Extreme wealth and extreme poverty. Obesity and hunger. Contrasting realities that exist, persist, side by side – exposing a global economic system that increasingly and perpetually favors the “haves” over the “have nots.”
Those of us among the “haves” who want to help can easily feel overwhelmed when we read reports of global need.
This can cause us to think that anything we might do is inconsequential – like trying to put out a fire with a medicine dropper – which can lead to weariness and pessimism, perhaps even resignation, believing that there will never be enough food, money or other resources to meet the needs of us all.

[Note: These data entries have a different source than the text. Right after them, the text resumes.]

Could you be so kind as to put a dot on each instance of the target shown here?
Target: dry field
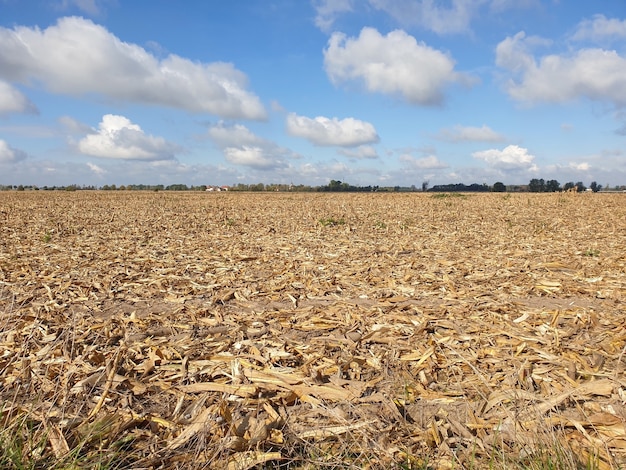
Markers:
(305, 331)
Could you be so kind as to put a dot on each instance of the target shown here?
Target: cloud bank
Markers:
(394, 64)
(118, 138)
(78, 57)
(323, 131)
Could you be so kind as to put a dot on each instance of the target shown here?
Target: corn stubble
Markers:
(238, 331)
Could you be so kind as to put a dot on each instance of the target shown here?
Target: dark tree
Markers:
(537, 185)
(499, 187)
(553, 186)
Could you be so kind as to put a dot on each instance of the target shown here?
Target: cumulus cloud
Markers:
(13, 101)
(596, 74)
(241, 146)
(91, 7)
(255, 157)
(118, 138)
(77, 56)
(391, 64)
(323, 131)
(328, 10)
(237, 134)
(469, 134)
(582, 166)
(96, 169)
(10, 155)
(431, 15)
(600, 28)
(363, 152)
(430, 162)
(509, 158)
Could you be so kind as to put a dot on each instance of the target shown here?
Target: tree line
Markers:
(536, 185)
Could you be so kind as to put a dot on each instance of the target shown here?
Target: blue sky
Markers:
(370, 92)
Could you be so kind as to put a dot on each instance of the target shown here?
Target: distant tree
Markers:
(553, 186)
(537, 185)
(499, 187)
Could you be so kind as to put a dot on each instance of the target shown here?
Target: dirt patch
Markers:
(238, 329)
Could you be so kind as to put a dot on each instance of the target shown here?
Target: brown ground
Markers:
(312, 330)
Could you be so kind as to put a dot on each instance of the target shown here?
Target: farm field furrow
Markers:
(312, 330)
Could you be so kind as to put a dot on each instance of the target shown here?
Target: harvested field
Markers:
(302, 331)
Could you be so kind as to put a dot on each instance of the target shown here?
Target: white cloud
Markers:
(10, 155)
(430, 162)
(118, 138)
(511, 157)
(363, 152)
(77, 57)
(255, 157)
(431, 15)
(230, 136)
(323, 131)
(90, 7)
(96, 169)
(13, 101)
(328, 10)
(596, 74)
(242, 147)
(583, 166)
(470, 134)
(391, 64)
(600, 28)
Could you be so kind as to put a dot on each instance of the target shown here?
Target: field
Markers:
(306, 331)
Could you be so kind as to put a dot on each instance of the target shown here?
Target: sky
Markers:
(368, 92)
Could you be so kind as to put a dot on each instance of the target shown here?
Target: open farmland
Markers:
(253, 330)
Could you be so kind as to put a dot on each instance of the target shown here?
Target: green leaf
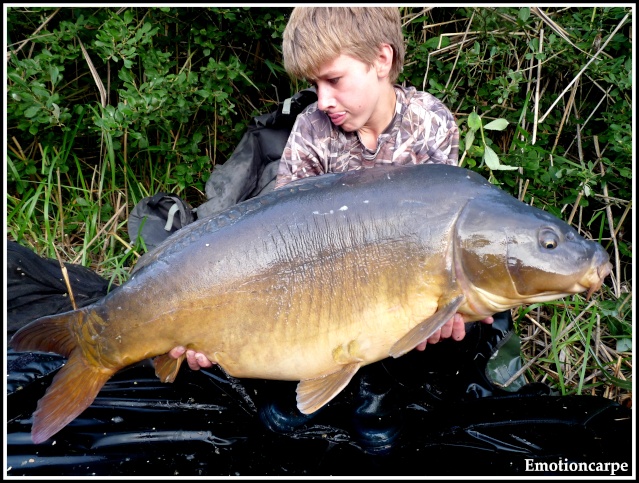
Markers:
(32, 111)
(474, 121)
(497, 125)
(624, 345)
(468, 140)
(490, 158)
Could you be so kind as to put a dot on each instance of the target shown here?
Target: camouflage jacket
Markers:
(422, 131)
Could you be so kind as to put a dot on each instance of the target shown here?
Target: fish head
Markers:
(508, 253)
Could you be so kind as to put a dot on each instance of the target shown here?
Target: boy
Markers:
(353, 56)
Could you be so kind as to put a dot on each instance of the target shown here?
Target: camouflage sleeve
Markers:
(442, 136)
(306, 151)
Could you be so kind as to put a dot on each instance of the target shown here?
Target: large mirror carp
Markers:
(312, 281)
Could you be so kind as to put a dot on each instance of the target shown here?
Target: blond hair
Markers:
(316, 35)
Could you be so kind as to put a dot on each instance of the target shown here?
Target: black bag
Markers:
(252, 168)
(36, 286)
(156, 217)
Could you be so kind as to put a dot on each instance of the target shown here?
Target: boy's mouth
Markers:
(337, 118)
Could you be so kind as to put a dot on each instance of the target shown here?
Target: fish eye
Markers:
(548, 239)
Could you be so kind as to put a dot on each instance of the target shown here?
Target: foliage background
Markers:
(107, 105)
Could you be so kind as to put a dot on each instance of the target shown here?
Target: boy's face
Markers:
(353, 94)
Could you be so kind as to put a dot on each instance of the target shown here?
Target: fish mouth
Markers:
(594, 279)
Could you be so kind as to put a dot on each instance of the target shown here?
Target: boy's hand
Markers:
(453, 328)
(195, 360)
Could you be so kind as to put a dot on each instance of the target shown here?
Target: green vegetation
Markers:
(107, 105)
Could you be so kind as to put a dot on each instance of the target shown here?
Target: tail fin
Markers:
(74, 387)
(72, 391)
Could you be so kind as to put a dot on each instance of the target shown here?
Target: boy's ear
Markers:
(384, 60)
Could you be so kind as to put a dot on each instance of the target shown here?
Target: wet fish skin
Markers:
(315, 280)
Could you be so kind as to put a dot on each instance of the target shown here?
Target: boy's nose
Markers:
(325, 101)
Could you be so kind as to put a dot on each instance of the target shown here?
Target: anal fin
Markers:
(73, 390)
(425, 329)
(312, 394)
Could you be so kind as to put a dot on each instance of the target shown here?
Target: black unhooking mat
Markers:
(454, 421)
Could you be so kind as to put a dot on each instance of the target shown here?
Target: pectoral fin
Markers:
(166, 367)
(423, 331)
(312, 394)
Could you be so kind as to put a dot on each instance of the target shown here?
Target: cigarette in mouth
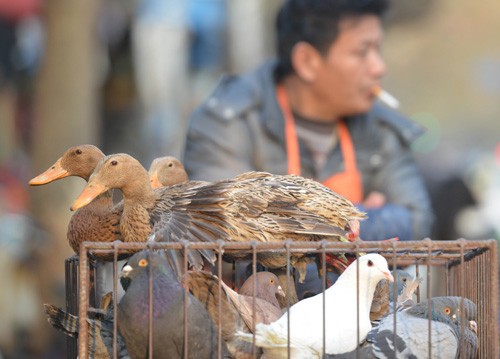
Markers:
(386, 97)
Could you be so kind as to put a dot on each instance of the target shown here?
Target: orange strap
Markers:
(346, 146)
(292, 144)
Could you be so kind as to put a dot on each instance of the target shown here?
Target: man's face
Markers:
(351, 68)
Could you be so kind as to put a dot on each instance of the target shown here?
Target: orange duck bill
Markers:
(91, 191)
(55, 172)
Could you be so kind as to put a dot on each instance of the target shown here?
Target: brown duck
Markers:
(167, 171)
(235, 311)
(253, 206)
(100, 220)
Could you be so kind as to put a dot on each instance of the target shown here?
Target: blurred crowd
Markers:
(157, 60)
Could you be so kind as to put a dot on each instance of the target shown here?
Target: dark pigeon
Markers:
(412, 337)
(384, 294)
(100, 329)
(168, 300)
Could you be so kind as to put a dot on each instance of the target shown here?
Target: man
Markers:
(312, 112)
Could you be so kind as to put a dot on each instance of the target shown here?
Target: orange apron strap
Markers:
(292, 144)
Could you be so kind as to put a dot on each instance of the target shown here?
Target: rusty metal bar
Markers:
(83, 336)
(471, 270)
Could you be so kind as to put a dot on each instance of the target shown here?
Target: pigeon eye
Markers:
(143, 262)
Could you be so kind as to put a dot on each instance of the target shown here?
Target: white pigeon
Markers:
(342, 324)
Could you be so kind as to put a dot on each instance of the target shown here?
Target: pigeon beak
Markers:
(388, 276)
(126, 270)
(55, 172)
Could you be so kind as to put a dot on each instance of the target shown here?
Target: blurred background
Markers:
(124, 75)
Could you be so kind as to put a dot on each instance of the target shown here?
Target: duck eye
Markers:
(143, 262)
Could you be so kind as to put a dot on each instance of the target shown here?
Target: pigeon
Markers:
(252, 206)
(100, 220)
(168, 301)
(237, 311)
(384, 293)
(267, 287)
(100, 330)
(343, 327)
(412, 332)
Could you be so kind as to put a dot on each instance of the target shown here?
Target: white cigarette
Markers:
(386, 97)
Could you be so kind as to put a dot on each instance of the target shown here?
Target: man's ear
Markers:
(306, 60)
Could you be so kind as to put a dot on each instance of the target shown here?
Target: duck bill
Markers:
(90, 192)
(155, 182)
(55, 172)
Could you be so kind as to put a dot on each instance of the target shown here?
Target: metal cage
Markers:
(462, 267)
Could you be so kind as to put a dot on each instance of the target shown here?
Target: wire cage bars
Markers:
(462, 268)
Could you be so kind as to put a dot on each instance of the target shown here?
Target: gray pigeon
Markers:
(412, 332)
(384, 293)
(100, 330)
(168, 300)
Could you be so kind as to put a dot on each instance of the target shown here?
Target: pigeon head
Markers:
(140, 264)
(446, 309)
(372, 267)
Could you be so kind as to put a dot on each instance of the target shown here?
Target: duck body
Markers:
(97, 222)
(253, 206)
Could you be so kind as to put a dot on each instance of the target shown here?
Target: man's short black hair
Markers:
(317, 23)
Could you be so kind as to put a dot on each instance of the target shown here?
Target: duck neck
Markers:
(135, 221)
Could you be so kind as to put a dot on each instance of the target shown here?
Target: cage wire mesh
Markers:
(462, 267)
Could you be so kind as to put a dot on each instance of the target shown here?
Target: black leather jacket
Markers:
(241, 128)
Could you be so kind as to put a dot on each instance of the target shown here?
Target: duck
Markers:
(167, 171)
(253, 206)
(100, 220)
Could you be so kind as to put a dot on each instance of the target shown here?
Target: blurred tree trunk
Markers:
(66, 114)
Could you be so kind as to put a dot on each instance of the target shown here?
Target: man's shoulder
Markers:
(407, 129)
(237, 94)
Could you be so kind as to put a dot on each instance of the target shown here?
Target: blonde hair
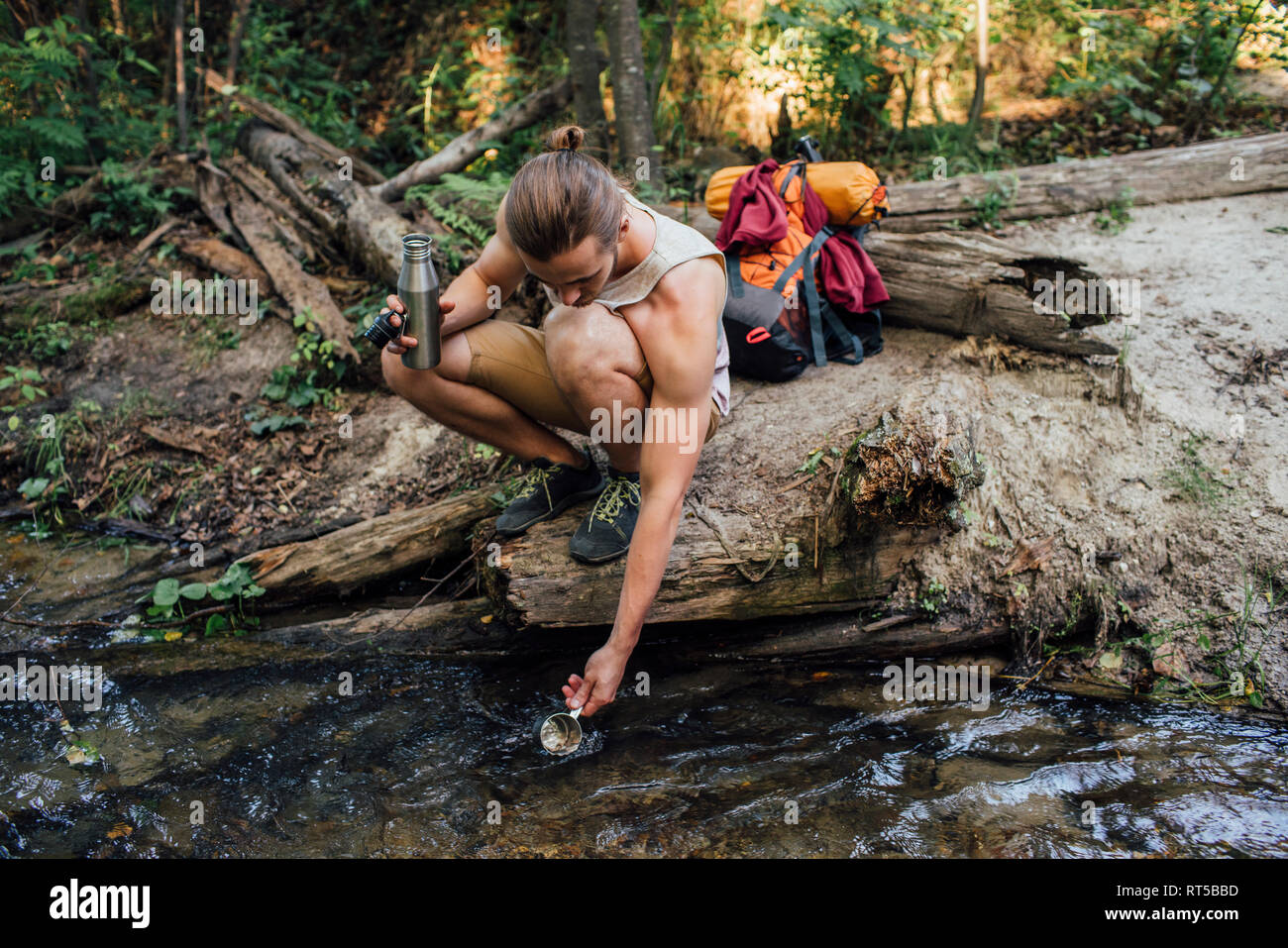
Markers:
(563, 196)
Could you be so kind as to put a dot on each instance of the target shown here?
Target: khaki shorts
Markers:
(509, 361)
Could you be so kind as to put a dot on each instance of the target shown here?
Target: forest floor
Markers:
(1131, 524)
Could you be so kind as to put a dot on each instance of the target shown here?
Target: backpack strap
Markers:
(733, 270)
(797, 167)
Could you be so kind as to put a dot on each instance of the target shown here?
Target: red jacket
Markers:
(758, 215)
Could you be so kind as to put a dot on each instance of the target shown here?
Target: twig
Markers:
(737, 559)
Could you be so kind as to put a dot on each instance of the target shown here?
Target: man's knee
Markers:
(587, 347)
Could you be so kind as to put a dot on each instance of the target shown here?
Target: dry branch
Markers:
(465, 149)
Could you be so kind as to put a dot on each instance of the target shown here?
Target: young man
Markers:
(635, 326)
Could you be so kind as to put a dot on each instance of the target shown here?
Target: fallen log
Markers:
(964, 283)
(857, 638)
(217, 256)
(465, 149)
(450, 627)
(1158, 175)
(376, 549)
(897, 491)
(362, 171)
(970, 283)
(369, 230)
(301, 290)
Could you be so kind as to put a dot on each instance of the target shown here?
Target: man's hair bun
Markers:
(570, 137)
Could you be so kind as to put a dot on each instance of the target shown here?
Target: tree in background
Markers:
(632, 114)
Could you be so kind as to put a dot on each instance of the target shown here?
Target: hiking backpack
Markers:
(771, 335)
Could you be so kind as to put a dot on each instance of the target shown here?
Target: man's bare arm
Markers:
(679, 338)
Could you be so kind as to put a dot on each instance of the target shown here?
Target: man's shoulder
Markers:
(683, 290)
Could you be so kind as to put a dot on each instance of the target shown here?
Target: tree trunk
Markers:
(361, 170)
(301, 290)
(368, 228)
(373, 550)
(1159, 175)
(897, 491)
(585, 63)
(439, 629)
(240, 14)
(965, 283)
(631, 112)
(180, 85)
(977, 103)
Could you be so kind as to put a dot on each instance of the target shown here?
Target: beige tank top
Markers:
(675, 244)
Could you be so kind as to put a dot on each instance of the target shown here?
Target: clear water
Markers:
(712, 763)
(233, 747)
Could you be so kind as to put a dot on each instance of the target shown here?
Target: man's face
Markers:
(578, 274)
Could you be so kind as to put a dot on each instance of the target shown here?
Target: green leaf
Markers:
(33, 487)
(166, 591)
(193, 590)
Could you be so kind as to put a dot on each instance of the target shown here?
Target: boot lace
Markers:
(609, 504)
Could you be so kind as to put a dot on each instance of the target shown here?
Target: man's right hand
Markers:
(394, 305)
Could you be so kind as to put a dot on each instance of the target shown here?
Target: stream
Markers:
(231, 747)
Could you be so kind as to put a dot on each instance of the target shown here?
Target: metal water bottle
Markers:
(417, 288)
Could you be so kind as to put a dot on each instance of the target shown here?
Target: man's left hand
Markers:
(604, 670)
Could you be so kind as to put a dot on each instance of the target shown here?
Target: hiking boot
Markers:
(605, 533)
(546, 491)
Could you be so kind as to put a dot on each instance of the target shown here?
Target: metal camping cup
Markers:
(417, 288)
(559, 733)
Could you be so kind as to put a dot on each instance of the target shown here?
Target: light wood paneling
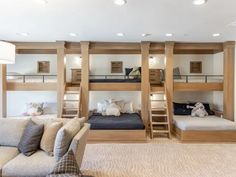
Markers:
(117, 135)
(85, 78)
(229, 57)
(198, 86)
(3, 97)
(169, 52)
(61, 74)
(115, 86)
(145, 84)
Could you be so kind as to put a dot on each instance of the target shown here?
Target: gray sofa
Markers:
(15, 164)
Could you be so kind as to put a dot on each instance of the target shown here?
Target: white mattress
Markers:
(199, 80)
(209, 123)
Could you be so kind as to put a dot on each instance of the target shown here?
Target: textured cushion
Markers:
(31, 138)
(39, 164)
(65, 136)
(66, 165)
(49, 136)
(11, 131)
(7, 154)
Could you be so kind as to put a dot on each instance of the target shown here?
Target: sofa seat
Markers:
(39, 164)
(7, 154)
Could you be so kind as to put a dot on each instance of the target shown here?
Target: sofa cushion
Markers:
(65, 136)
(31, 138)
(49, 136)
(11, 131)
(38, 164)
(7, 154)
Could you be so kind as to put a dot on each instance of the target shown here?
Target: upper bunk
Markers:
(198, 67)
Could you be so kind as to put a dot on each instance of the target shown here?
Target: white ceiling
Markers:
(100, 20)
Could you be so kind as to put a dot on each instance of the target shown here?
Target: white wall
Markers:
(16, 101)
(27, 63)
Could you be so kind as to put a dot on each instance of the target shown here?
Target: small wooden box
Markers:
(75, 76)
(155, 76)
(116, 67)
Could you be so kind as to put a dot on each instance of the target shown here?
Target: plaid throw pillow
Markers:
(67, 166)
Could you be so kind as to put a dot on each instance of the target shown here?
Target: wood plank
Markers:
(85, 79)
(31, 87)
(205, 136)
(198, 86)
(115, 86)
(145, 84)
(3, 93)
(169, 52)
(229, 59)
(60, 76)
(117, 136)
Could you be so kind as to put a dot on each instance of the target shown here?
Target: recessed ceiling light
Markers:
(41, 1)
(199, 2)
(216, 34)
(146, 35)
(120, 34)
(23, 34)
(120, 2)
(73, 34)
(169, 34)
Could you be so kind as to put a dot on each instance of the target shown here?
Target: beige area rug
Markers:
(160, 158)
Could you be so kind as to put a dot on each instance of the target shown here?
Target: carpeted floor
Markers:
(160, 158)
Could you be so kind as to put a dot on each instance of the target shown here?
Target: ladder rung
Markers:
(159, 115)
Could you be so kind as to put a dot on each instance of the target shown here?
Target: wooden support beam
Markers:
(145, 84)
(60, 76)
(3, 87)
(229, 57)
(169, 52)
(85, 79)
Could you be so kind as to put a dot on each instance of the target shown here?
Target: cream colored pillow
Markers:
(49, 136)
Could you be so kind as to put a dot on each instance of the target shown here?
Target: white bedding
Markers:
(209, 123)
(199, 80)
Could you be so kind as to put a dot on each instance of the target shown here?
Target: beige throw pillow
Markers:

And yet, Philip Alston, United Nations special rapporteur on extreme poverty and human rights, offered this analysis in mid-December 2017: “There is no magic recipe for eliminating extreme poverty, and each level of government must make its own good faith decisions. But at the end of the day, particularly in a rich country like the U.S.A., the persistence of extreme poverty is a political choice made by those in power. With political will, it could readily be eliminated.”
Oxfam International observed, “Billionaires saw their wealth increase by $762 billion in [2017]. This huge increase could have ended global extreme poverty seven times over.”
Alston and Oxfam are unveiling the scarcity mentality that too often guides our individual and collective actions.
The lie of scarcity – that there isn’t enough to go around, that hoarding and hiding resources are necessary to my survival – lies at the heart of the lack of political will Alston references.
It is this fear-based logic that Jesus reveals as fallacy in the feeding of the 5,000 (Matthew 14:13-21; Mark 6:30-44; Luke 9:10-17; John 6:1-15) and of the 4,000 (Matthew 15:32-39; Mark 8:1-9).
In my reading of these stories – drawing on an interpretation William Barclay set forth in his “Daily Bible Study” series – Jesus meets a great need by eliciting the compassion and generosity of those who had just a little food to spare by encouraging them to share with those who had none.
A young boy is the first to respond to Jesus’ encouragement by offering his afternoon snack, which results in others in the crowd doing likewise.
The lesson is obvious: When the “haves” share what they perceive to be meager resources with the “have-nots,” everyone receives their fill with plenty left over.
This is the good, glad news of Jesus that liberates us from the seemingly engrained scarcity mindset that inclines us to hoard our resources. It can provide the “political will” to meet the world’s seemingly insurmountable need.
When we open our hearts and hands to those in need, when we turn from selfishness to selflessness, when we are liberated from our biological impulse of “survival of the fittest,” we discover that there is plenty to go around.
But we only see this when we become like the young boy who responded to Jesus’ command to feed the hungry crowd by opening his heart and his hands to share the little bit he had.
As we follow this young boy’s example, we just might bump up against the good and glad news of Jesus – the promise and provision of new, expansive, abundant life for the whole wide world that shows up when, where and in ways we least expect.